House to Senate: We're Ready On Health Care If You AreBrian Beutler | January 26, 2010, 9:43PM
Leading Democrats in the House still insist that "all options are on the table" to move ahead on health care. But for the first time since last Tuesday's special election in Massachusetts, it's clear that they're coalescing around the most widely discussed option: moving ahead with the Senate bill once it's clear that it will be changed through the filibuster-proof reconciliation process. Before they can move ahead, they need the Senate to make some real headway on their end of the bargain--and they're not getting the signs they need.
"I thought we could get the votes in the House to pass the (Senate) bill if fixes to the Senate bill can be done," House Majority Whip James Clyburn (D-SC) told reporters today.
"That would be a good option as far as I'm concerned," said Rep. Jan Schakowsky (D-IL), leader of the House progressives' health care task force. "I could support it. Reconciliation. Majority rule."
House Energy and Commerce Committee Chairman Henry Waxman (D-CA)--one of the key architect's of the House health care bill--gives it the high sign. "I think reconciliation's an appropriate way to proceed on reconciling the budget requirements," he said. "It's available to us. That was very specifically handled that way when we passed the budget."
The hang up, they now say, is not on their end, but that they first need a high sign from the Senate that the two chambers can work in lockstep.
"We have to wait to see what they think they can pass," said Rep. Anthony Weiner (D-NY). "The sense they give us is that Reid doesn't know from issue to issue what they can get votes for."
But, he adds, it's the only path forward that makes any real sense. "It's the only practical way. Everyone's in the same place--we want to get as much as we can get
However, though the idea has begun to resonate with House members in theory, they're not willing to hang their hopes on the Senate, an institution they increasingly distrust.

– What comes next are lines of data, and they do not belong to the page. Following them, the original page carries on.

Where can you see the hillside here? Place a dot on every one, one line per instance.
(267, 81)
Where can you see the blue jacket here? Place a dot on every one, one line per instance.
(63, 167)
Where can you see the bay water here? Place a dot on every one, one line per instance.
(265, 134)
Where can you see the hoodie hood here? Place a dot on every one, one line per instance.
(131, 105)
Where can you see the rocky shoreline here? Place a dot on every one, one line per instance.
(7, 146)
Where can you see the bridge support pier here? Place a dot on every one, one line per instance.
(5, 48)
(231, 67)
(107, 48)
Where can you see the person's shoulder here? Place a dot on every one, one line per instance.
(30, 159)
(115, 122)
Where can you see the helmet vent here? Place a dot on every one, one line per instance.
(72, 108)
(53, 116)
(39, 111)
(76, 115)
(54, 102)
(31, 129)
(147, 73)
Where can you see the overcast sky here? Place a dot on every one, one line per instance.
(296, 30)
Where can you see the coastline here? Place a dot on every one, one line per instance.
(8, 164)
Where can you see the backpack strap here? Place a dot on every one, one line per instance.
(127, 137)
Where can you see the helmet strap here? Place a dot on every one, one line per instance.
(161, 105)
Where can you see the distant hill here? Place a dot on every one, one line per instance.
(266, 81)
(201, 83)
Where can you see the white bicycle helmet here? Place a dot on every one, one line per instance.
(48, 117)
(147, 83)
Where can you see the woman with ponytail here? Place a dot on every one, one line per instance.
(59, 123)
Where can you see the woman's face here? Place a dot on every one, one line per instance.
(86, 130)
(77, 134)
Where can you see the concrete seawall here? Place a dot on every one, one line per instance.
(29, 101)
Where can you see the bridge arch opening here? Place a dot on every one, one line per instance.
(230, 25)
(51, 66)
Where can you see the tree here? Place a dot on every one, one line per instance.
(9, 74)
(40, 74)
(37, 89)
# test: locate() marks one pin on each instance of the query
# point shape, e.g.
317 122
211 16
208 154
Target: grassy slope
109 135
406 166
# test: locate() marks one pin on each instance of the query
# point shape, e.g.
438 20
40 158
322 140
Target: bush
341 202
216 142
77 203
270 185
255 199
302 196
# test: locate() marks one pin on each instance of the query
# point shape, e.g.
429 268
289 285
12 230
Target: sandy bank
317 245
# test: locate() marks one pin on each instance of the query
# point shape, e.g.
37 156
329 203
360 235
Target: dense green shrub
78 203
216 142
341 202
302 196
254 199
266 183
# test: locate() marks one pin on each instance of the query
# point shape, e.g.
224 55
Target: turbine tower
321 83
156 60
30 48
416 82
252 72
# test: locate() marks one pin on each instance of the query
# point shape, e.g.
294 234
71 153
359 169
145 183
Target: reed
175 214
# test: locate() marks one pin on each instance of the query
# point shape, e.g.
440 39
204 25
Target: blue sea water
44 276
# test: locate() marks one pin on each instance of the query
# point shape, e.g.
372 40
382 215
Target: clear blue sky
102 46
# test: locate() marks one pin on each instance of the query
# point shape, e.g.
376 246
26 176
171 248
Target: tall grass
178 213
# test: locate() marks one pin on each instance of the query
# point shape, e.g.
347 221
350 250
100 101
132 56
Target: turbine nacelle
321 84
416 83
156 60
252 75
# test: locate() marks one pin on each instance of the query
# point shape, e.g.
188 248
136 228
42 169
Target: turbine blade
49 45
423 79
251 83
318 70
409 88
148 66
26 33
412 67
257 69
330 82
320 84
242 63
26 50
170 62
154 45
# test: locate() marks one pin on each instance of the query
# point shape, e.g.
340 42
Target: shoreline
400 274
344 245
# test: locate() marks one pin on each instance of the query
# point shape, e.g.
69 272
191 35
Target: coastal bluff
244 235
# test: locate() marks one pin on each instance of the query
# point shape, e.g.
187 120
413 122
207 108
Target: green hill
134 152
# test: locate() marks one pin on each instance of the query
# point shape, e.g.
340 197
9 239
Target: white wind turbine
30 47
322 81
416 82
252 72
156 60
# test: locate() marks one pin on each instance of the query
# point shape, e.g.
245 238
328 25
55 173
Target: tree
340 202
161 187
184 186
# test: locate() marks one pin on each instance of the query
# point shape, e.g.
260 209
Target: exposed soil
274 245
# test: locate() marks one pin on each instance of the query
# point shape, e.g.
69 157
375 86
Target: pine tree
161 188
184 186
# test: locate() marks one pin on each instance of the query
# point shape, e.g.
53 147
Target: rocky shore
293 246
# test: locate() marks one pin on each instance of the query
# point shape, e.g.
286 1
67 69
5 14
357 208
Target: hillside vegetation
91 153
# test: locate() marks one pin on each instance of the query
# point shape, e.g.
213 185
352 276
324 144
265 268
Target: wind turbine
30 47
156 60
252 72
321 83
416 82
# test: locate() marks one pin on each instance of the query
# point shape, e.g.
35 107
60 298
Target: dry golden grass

They want something concrete first, before they'll move ahead with the Senate health care bill.
"The idea of doing the Senate bill and then doing the reconciliation on spec just to see what happens--I don't think anyone really thinks that's a good idea," Weiner said. "I don't know if the Senate literally has to move first, but at least they have to give us the high sign on what it is that they can do and can't do. And we're not getting much guidance from them, and we're also not getting much guidance from the mothership about what the White House really wants, and what they're prepared to push for, etc."
And then there's the X-Factor: What will President Obama say about the health care reform push in his State of the Union address tomorrow.
"A lot hangs on what the President says tomorrow," said Rep. John Larson (D-CT)
Weiner echoed this sentiment. "He needs to give us some legislative marching orders here, because anything less than that is going to be seen as his acquiescence to us essentially walking away from it. And I think that would be regrettable from all sides."